2025年1月在洛杉矶县发生的野火是近几十年来最具灾难性的火灾季节之一，是由极端干旱、高温和强烈的圣安娜风共同驱动的。虽然野火在加州是一个常见的威胁，但这些火灾的强度、频率和规模都是前所未有的，这迫使居民和官员们面临着该州以前从未面临过的挑战。
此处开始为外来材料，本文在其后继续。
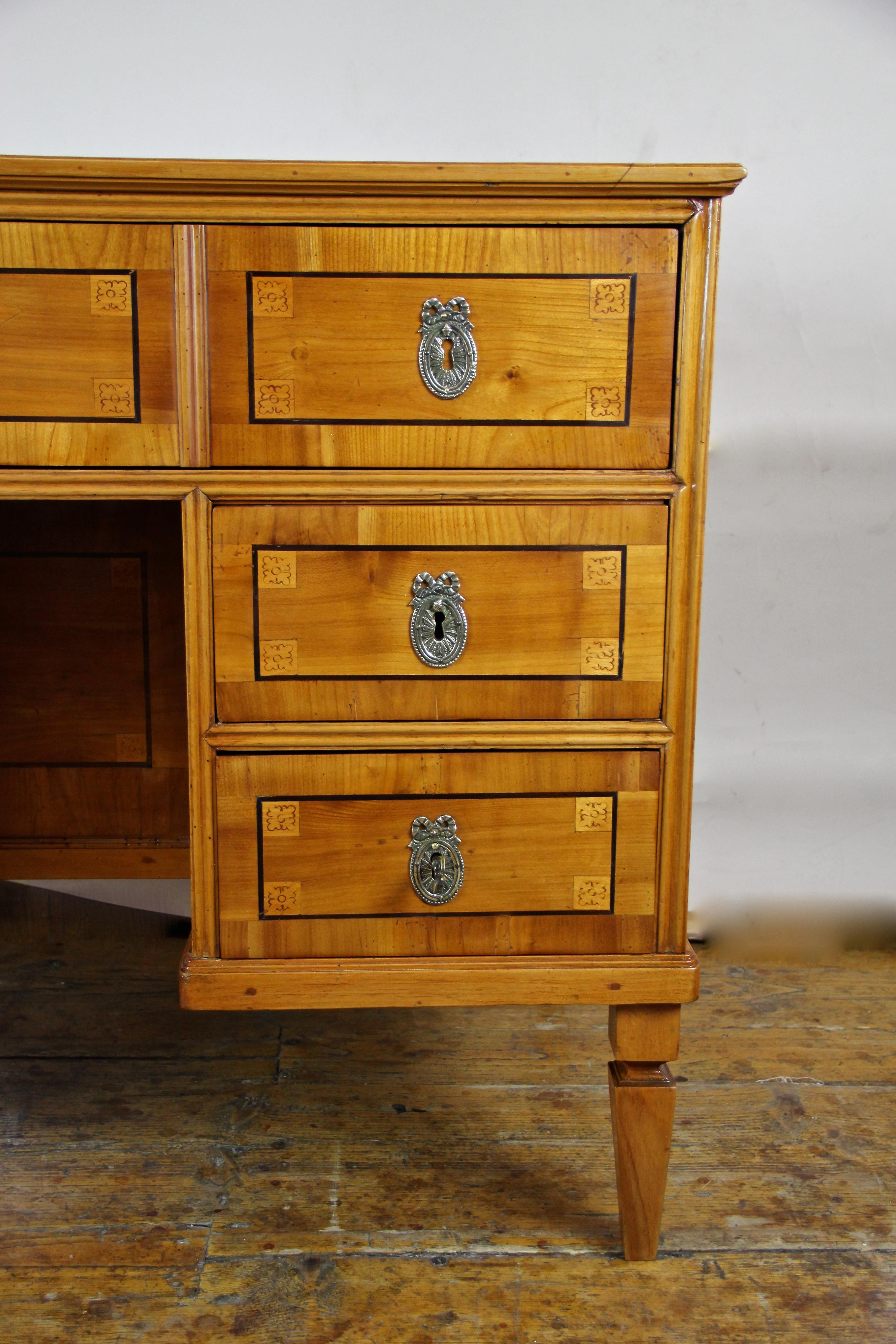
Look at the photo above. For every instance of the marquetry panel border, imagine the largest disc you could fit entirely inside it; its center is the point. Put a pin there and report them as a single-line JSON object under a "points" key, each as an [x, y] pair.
{"points": [[118, 387], [265, 896], [285, 650], [606, 406]]}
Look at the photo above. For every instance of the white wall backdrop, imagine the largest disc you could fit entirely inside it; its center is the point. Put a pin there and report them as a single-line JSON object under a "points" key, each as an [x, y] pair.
{"points": [[797, 745]]}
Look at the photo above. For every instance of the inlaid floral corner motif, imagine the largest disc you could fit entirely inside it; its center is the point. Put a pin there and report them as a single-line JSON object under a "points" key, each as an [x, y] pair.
{"points": [[276, 569], [272, 296], [280, 819], [279, 658], [111, 296], [601, 569], [591, 893], [605, 402], [594, 814], [610, 299], [275, 401], [115, 398], [601, 658]]}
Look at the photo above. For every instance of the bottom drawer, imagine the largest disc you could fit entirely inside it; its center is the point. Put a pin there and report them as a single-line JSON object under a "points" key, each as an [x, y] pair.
{"points": [[437, 854]]}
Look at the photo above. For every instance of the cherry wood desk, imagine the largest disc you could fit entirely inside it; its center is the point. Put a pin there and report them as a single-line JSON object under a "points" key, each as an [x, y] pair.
{"points": [[353, 527]]}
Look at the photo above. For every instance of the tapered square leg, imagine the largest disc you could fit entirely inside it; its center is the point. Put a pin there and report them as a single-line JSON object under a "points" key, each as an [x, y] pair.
{"points": [[643, 1107]]}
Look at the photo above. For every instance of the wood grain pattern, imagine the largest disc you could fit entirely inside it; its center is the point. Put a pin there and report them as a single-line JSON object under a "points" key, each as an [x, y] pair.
{"points": [[412, 737], [193, 345], [686, 570], [350, 824], [109, 859], [315, 365], [62, 338], [343, 615], [643, 1107], [541, 347], [252, 178], [57, 347], [439, 982], [294, 487], [504, 1140], [645, 1031], [87, 689]]}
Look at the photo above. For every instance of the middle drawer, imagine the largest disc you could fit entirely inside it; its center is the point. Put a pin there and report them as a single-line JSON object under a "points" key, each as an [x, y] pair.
{"points": [[440, 612]]}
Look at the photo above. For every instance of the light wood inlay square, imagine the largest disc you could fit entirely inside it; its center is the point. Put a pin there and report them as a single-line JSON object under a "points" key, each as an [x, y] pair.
{"points": [[283, 898], [279, 658], [277, 569], [605, 402], [594, 814], [591, 893], [125, 572], [273, 296], [115, 398], [111, 296], [275, 401], [601, 658], [131, 746], [610, 299], [601, 569], [280, 819]]}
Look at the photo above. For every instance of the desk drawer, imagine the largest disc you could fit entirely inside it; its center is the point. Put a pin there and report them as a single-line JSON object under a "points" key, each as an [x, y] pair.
{"points": [[553, 851], [316, 616], [88, 346], [324, 351]]}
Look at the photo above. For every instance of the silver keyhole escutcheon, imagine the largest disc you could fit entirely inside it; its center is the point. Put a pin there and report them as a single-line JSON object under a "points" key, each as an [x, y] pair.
{"points": [[439, 620], [448, 350], [437, 865]]}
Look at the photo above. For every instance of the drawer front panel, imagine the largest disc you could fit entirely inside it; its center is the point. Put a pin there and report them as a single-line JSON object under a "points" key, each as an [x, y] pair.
{"points": [[558, 851], [316, 346], [565, 611], [88, 346]]}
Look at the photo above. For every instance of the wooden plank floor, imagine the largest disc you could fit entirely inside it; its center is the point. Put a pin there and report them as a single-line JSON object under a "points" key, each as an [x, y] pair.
{"points": [[426, 1177]]}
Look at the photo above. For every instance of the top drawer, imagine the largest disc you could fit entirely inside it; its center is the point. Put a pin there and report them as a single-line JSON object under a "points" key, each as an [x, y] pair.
{"points": [[316, 346], [88, 346]]}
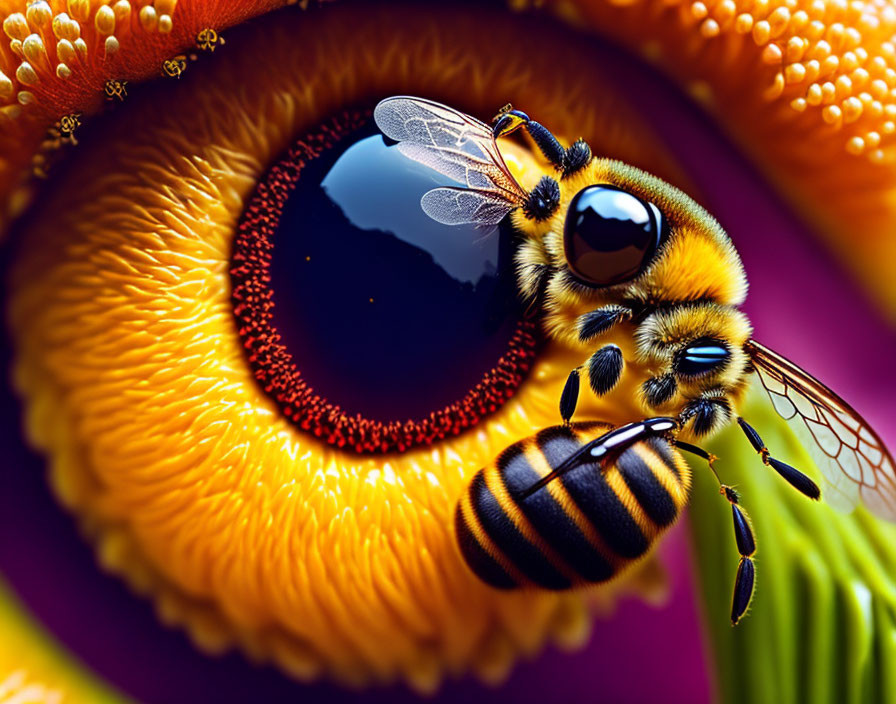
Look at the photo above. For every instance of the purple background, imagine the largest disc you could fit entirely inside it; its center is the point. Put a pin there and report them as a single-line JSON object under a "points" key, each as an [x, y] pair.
{"points": [[801, 303]]}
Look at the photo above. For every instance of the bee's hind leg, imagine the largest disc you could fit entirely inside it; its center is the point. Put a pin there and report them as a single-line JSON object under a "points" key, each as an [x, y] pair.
{"points": [[796, 478], [743, 534]]}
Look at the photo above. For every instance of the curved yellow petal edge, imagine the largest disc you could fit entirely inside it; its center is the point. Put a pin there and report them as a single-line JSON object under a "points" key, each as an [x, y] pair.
{"points": [[36, 670]]}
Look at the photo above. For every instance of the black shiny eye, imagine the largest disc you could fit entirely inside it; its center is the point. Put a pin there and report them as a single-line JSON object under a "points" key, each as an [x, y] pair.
{"points": [[610, 235], [701, 357]]}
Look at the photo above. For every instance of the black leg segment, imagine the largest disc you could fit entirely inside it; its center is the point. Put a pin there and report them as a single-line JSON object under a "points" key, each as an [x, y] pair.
{"points": [[598, 321], [743, 589], [604, 369], [569, 399], [793, 476]]}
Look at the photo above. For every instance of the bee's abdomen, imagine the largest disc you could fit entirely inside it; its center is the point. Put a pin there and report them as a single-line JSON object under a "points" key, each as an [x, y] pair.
{"points": [[583, 527]]}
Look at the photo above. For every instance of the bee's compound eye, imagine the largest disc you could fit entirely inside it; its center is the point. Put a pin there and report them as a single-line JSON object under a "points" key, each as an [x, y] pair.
{"points": [[610, 235], [701, 357]]}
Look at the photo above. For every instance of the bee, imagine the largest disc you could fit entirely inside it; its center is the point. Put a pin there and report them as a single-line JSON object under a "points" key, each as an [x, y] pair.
{"points": [[614, 258], [175, 66]]}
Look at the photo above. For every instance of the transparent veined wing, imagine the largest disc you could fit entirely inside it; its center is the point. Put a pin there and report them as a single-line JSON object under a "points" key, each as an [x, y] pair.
{"points": [[458, 146], [853, 459]]}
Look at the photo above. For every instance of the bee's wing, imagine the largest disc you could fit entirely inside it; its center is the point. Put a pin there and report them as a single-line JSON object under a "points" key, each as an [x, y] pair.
{"points": [[458, 146], [850, 454]]}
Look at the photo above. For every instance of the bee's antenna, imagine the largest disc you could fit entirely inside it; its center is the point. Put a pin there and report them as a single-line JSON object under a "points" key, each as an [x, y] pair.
{"points": [[568, 161]]}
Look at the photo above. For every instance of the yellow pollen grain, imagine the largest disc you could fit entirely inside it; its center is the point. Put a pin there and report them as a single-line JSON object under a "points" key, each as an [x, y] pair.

本研究考察了火灾发生前的环境条件，重点关注多源卫星衍生和再分析的土壤湿度、温度、降水异常和风型数据集。南加州的负降水异常导致土壤水分异常枯竭，加上温度异常超过+2.8°C，造成了高度易燃的环境，而阵风加剧了火势的蔓延。利用中分辨率成像光谱仪（MODIS）和欧洲中期天气预报再分析中心（ERA5-Land）数据集，我们进行了空间和时间异常分析，以量化与气候规范的偏差。空间分析结果显示，湿度损失与火灾强度之间存在很强的相关性，特别是在荒地-城市交界区。此外，该研究还强调了叶面积指数（LAI）的下降和长期干旱如何增加了植被的脆弱性，从而导致火灾的迅速升级。研究结果强调，迫切需要制定综合气候适应战略和弹性土地利用规划，以减轻荒地-城市地区的野火风险。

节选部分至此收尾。